Sister Oliver Wrafter (who passed away in April 2021) had no presence on social media, was an unassuming and softly-spoken person, but made an impact for the good in the Irish midlands that few people could hope to emulate. She and her fellow sisters were pioneers of education in Offaly. Against all the odds, and despite much opposition from the department of education, they succeeded in establishing a first-grade secondary school with Leaving Certificate status in a very rural setting.
So why the snowdrops?
When the young Ita Wrafter (the future Sister Oliver) was nearing the end of her time in secondary school, she couldn’t decide whether or not to enter the religious life. One morning, she asked the Lord for some heavenly assistance. If someone were to give her flowers that day, she would take it as a divine sign that she should enter a religious order. Later the same day, out of the blue, a schoolmate gave Ita a bunch of snowdrops. From that moment on, she never looked back. The humble sister with the ready smile and twinkling eyes would spend the rest of her life in Killina Presentation, working as a teacher, principal, and mentor to students and teachers alike.

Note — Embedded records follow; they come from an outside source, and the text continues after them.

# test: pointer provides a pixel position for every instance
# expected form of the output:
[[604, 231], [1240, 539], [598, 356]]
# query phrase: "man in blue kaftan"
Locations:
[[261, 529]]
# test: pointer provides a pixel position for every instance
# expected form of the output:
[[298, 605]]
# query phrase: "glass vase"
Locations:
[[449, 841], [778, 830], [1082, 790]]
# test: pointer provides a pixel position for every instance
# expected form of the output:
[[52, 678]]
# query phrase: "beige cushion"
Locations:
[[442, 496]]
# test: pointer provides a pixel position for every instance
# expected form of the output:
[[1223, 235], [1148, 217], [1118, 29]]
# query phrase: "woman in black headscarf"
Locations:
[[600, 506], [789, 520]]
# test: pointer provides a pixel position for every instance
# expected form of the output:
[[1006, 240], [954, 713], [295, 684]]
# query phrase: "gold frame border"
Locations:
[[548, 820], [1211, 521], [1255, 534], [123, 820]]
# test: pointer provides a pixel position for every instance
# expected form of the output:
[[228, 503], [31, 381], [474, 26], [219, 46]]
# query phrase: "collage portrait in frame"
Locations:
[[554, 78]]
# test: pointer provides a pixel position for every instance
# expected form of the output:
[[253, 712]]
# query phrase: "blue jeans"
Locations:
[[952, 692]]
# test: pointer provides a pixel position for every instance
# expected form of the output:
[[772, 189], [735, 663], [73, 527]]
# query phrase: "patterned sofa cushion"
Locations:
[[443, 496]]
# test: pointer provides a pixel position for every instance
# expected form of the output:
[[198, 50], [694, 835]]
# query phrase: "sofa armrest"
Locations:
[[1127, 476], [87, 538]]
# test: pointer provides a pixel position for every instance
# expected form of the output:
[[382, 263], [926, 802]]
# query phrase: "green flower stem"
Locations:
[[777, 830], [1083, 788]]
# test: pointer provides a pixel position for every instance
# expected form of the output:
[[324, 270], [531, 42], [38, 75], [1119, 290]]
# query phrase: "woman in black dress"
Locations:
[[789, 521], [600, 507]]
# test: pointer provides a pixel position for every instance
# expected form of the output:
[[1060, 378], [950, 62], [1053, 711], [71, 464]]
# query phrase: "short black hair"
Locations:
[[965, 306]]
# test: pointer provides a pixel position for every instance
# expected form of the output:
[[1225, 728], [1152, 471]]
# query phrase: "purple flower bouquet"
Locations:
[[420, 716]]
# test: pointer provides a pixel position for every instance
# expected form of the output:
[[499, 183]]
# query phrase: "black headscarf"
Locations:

The legacy of Sister Oliver and her fellow sisters is very much alive. This June, a group of students and teachers from Rahan Presentation secondary school will visit various projects in Zambia that were set up by Irish Presentation sisters. They include an orphanage and AIDS centre in an area of great poverty. The Zambia Immersion Project is of enormous educational benefit to these students from County Offaly. In addition, during their visit, they will provide material support to the projects founded by the Irish sisters.
I was very touched reading this piece about SISTER OLIVER of whom I had never heard.
Although its setting in RAHAN in Offaly has deep meaning for me as my branch of the Buckleys hail from near there, and I attended Sunday Mass in Rahan regularly at the Jesuit House of TULLABEG.
Sister Oliver reminds me of the millions of religious sisters and lay people who practised their faith in prayer and action without ever being known, heard tell of or acknowledged.
The fact that the sisters in this part of rural Ireland reached out to Africa to orphans and AIDS victims is astounding.
In many ways, the fact that this good work of so many has been overshadowed by all the scandal and corruption in the Church is so very, very sad.
But I’m sure that Oliver and others did all they did for Christ and that Christ, sees, remembers and rewards.
I wonder how Sr Oliver felt about all the scandals that enveloped her and others in the last 30 of her life?